ABSTRACT SCULPTURES

“Make it big, Zélia, BIG!!!”

With this sentence, declared by Roberto Burle Marx around 1949, Zélia Salgado would abandon her small and coy head statuettes to dare in a series of aspirations: Aspiração Vertical nº1/Vertical Aspiration nº1 would come to the world from that initial pulsation, an imposing 2-meter (6 feet) high bronze sculpture, displayed at the II São Paulo Biennial in 1953 and sold to Mr. Andrew Silver in 1965. “It stands before a Frank Lloyd Weber designed home in Boston”, she always proudly quoted. Zélia preferably worked bronze but also brass, steel, iron, stone and soapstone; only once aluminum – with which she was awarded Silver Medal at the IV Modern Art Saloon of São Paulo, in 1955. She was not intimidated by tearing abstractionism out of them (Pedra/Stone, 1955); with size (Aspiração Vertical/Vertical Aspiration, steel, 1971, Col. Itamaraty, Brazil) or even getting back to reduced dimensions in Serenidade II/Serenity II, a 1965 bronze.
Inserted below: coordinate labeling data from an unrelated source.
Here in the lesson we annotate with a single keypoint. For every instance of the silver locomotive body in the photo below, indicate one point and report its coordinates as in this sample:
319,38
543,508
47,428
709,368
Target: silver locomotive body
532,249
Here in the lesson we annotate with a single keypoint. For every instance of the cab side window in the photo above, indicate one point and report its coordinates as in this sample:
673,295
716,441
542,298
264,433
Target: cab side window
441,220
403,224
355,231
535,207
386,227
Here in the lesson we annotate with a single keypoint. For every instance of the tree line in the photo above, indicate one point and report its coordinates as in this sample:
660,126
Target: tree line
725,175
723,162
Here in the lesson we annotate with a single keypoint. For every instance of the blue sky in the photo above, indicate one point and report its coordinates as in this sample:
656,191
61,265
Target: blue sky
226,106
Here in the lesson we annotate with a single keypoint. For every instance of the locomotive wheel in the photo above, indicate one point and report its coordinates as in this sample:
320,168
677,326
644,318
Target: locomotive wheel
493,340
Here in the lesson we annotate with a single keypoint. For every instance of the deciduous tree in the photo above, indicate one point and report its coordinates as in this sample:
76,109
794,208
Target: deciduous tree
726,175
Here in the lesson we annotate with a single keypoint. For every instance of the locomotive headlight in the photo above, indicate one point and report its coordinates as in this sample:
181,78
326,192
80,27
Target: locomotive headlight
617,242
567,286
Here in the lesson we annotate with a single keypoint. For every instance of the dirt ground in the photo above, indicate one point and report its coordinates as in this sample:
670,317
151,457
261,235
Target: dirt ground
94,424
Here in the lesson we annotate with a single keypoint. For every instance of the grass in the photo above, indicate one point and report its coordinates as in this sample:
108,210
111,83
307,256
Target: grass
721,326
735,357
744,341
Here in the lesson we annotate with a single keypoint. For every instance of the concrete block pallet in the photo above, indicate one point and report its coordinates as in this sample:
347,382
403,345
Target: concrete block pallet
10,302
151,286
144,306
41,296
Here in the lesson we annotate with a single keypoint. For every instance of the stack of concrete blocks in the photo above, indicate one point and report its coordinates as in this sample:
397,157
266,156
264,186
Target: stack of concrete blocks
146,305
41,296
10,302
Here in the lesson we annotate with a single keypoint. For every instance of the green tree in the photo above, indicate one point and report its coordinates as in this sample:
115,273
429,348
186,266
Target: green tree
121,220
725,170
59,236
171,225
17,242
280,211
The Composições em Aço Inox/Compositions in Inox Steel, of 1959 – sadly “lost” during an international itinerant exhibition in the 1970s – show the strength of her message, in a dialogue with the entire informal Abstractionism movement (see here), as well as the series of little bronze statuettes done from the 1960s onward.